Response to Mechanical Stress

  • Wolff’s Law: Bone adapts and remodels in response to forces applied on it.

Bone Fractures

  • Classified by:

    1. Position of bone ends after fracture

    2. Completeness of the break

    3. Orientation relative to the long axis

    4. Whether the bone ends penetrate the skin

Types of Bone Fractures

  • Nondisplaced: Ends retain normal position

  • Displaced: Ends misaligned

  • Complete: Broken all the way through

  • Incomplete: Not completely broken

  • Linear: Parallel to long axis

  • Transverse: Perpendicular to long axis

  • Compound (open): Ends penetrate skin

  • Simple (closed): Ends do not penetrate skin

Common Types of Fractures

  • Comminuted: Bone shatters into 3+ pieces; common in elderly.

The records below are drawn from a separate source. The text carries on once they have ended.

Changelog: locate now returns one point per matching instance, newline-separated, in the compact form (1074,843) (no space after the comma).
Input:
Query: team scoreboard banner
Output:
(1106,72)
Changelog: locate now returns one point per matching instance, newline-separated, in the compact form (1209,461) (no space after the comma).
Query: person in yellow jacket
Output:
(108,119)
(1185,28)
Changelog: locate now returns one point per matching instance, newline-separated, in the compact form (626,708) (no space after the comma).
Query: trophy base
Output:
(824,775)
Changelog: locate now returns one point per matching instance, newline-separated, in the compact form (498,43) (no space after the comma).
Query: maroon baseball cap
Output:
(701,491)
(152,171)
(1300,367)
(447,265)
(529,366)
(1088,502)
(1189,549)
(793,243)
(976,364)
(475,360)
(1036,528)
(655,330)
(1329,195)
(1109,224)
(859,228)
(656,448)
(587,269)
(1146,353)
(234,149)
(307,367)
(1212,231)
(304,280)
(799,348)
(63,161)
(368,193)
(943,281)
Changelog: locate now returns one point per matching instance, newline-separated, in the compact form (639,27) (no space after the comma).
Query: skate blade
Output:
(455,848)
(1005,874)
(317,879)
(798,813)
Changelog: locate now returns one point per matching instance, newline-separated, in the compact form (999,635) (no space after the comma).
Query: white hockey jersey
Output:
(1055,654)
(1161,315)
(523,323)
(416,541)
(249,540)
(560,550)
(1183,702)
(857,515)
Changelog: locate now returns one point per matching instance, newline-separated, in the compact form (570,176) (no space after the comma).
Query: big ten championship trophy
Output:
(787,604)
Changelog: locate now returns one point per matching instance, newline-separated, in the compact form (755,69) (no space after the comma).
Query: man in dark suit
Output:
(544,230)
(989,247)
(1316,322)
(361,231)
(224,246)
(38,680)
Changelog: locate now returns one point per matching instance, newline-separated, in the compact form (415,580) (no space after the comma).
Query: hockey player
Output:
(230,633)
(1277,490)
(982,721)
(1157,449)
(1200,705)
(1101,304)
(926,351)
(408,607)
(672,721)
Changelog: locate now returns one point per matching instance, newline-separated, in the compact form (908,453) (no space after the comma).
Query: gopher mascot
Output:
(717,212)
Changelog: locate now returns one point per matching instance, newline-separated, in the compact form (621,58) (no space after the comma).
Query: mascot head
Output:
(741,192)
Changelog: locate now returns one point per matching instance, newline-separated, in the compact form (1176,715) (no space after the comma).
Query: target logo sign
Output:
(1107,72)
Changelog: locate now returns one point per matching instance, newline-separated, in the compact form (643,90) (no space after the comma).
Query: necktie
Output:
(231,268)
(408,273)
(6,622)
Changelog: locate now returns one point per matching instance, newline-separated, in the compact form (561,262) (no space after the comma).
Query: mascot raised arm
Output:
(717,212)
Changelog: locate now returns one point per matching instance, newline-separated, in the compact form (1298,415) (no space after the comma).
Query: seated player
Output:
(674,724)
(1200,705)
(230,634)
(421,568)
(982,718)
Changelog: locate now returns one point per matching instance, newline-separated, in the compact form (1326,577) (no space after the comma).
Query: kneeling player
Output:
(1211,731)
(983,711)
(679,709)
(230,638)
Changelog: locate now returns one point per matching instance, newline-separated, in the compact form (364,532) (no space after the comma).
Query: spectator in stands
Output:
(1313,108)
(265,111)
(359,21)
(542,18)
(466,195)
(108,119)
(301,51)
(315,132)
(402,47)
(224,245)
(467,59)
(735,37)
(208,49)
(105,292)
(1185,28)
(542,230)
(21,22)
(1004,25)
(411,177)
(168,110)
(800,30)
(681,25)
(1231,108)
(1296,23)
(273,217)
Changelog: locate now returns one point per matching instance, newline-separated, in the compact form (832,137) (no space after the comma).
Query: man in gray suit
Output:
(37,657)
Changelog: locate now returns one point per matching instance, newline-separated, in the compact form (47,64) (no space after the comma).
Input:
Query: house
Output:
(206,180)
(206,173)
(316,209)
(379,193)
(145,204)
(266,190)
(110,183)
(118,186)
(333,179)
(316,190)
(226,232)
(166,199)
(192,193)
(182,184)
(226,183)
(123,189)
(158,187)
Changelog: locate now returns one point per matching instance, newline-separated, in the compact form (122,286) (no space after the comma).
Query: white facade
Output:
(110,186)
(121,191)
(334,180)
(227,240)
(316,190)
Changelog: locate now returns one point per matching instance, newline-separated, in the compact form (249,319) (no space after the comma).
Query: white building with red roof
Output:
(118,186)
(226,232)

  • Spiral: Ragged break from twisting forces; typical sports injury.

  • Depressed: Fracture pressed inward; common in skull.

  • Greenstick: Incomplete fracture in children; one side bends, the other breaks.

  • Compression: Crushed bone, occurs in porous bones.

  • Epiphyseal: Separation at epiphyseal line

Table 6.2: Common Types of Fractures

  • Overview of various fracture types and their descriptions for reference.

Homeostatic Imbalances

  • Osteomalacia: Inadequately mineralized bones due to lack of calcium or vitamin D, causing weakness and pain under weight.

  • Rickets: Similar to osteomalacia but in children, leading to deformities.

  • Osteoporosis: Group of diseases with bone resorption outpacing deposition, leading to frail bones, prevalent in postmenopausal women.

Osteoporosis Treatment

  • Suggested:

    • Calcium and vitamin D supplements

    • Increased weight-bearing exercise

    • Hormone replacement therapy (HRT)

    • Natural progesterone cream for new bone growth

    • Statins to increase bone mineral density.